Pour toutes ces questions, le mandat décidé par le Conseil fédéral le 15 décembre propose diverses réponses adéquates. Ainsi, la protection des salaires et conditions sociales est confirmée selon le principe « même salaire pour un même travail dans le même lieu », ce qui évite le risque de dumping. Une question demeure ici ouverte, celle de la couverture des frais professionnels, mais cela est en cours de modification au sein même de l’Union européenne et sera réglé lors des négociations formelles.

L’adoption de règles sur les aides d’État est prévue dans les accords sur le transport aérien, les transports terrestres et l’électricité. Le traitement des différents sera assuré d’abord dans les comités mixtes de chaque accord sectoriel, comme cela est le cas depuis leur entrée en vigueur il y a plus de 20 ans sans que cela ne pose aucun problème à aucun partenaire suisse et européen ! En cas d’impossibilité de trouver à ce stade une solution commune, la question sera alors portée devant une cour arbitrale composée d’un juge de la Cour européenne et d’un juge du Tribunal fédéral. Bien entendu, la question du droit pertinent sera liée à la localisation du différent. Ce qui est bien normal en regard du respect de la territorialité. Au sujet de la Directive sur la libre-circulation des citoyens, des solutions ont été trouvées pour empêcher le tourisme à l’aide sociale qui est la crainte de certains milieux en Suisse, alors même qu’il n’existe pas entre les pays membres de l’Union.

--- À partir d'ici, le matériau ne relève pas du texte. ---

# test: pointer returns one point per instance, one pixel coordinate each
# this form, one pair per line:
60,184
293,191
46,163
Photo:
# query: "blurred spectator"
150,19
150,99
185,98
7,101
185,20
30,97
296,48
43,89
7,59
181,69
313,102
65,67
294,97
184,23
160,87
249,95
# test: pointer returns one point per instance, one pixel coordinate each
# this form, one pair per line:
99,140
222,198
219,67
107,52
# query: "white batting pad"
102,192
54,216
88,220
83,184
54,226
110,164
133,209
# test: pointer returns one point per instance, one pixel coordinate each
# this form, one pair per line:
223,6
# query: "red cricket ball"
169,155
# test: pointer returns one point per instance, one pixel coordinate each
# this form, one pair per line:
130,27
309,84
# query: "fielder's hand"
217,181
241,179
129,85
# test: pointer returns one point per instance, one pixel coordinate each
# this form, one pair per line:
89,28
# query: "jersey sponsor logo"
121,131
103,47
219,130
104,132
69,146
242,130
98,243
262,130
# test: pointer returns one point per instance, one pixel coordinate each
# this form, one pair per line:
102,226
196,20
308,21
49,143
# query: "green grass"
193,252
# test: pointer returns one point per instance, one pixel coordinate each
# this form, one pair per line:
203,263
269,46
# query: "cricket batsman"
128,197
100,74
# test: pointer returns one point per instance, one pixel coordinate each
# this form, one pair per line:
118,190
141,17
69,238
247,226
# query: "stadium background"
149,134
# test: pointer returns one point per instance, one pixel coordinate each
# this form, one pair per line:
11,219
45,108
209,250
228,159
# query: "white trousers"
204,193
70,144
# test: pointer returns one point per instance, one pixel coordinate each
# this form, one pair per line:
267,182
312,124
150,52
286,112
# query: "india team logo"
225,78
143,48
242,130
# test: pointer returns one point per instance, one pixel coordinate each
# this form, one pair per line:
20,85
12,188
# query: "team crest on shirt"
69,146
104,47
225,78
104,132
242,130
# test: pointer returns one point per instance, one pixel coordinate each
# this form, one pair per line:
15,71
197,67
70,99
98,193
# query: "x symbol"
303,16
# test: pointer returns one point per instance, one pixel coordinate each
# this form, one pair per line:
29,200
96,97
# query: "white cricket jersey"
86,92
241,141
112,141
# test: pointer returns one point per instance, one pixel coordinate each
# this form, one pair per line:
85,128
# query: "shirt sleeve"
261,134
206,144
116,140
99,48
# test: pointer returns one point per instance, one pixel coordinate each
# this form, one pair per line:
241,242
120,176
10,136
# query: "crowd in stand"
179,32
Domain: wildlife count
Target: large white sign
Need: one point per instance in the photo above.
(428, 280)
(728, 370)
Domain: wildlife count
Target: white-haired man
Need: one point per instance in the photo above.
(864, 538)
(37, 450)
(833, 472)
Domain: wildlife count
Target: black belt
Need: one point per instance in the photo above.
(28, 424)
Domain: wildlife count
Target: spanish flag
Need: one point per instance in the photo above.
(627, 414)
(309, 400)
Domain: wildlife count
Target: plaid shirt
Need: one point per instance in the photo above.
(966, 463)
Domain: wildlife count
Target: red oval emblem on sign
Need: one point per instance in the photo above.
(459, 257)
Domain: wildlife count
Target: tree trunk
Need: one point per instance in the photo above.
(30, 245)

Parmi ces éléments, les résultats du récent sondage précité montrent que la réintégration de la Suisse dans les programmes-cadres de recherche et d’innovation de l’Union européenne fait l’objet d’un soutien quasi unanime. Une adaptation des mesures d’accompagnement préservant le niveau de protection actuel des salaires, l’actualisation de la réglementation sur les prescriptions relatives aux produits, un accord sur l’électricité avec l’UE et la possibilité d’une reprise dynamique du droit bénéficient également d’un très large soutien. En outre, la création d’un mécanisme de règlement des différends avec un tribunal d’arbitrage paritaire est clairement soutenue. Enfin, la reprise partielle de la directive sur la citoyenneté européenne, qui permettrait à des citoyens de l’UE disposant d’un contrat de travail d’obtenir des prestations sociales, polarise l’électorat, même si une courte majorité de 53%, l’accepterait tout de même.

En avant !

Il est largement temps de reprendre les négociations formelles avec l’Union européenne et de les conclure, si possible avant les élections européennes de juin 2024 et la constitution de la nouvelle commission. Le mandat décidé par le Conseil fédéral et mis actuellement en consultation apporte des réponses positives aux objectifs et questions majeurs. Il convient maintenant que les milieux concernés répondent positivement à cette consultation et que le Conseil fédéral anime rapidement ces négociations. Les décisions se prendront ensuite, sur la base des résultats et pas avant sur la base de rumeurs comme un syndicat le propose !

Nous partageons une histoire et des valeurs communes avec nos voisins européens. La voie bilatérale a démontré combien elle est utile et profitable, bien plus que l’Accord de libre échange de 1972 prôné par un certain parti politique comme étant la bonne solution pour la Suisse ! Non, la bonne solution, aujourd’hui, est la voie bilatérale mise à jour et couvrant les nouvelles priorités nécessaires. Alors, allons de l’avant, sans peurs inutiles et de manière volontaires pour notre avenir commun avec nos voisins et principaux partenaires.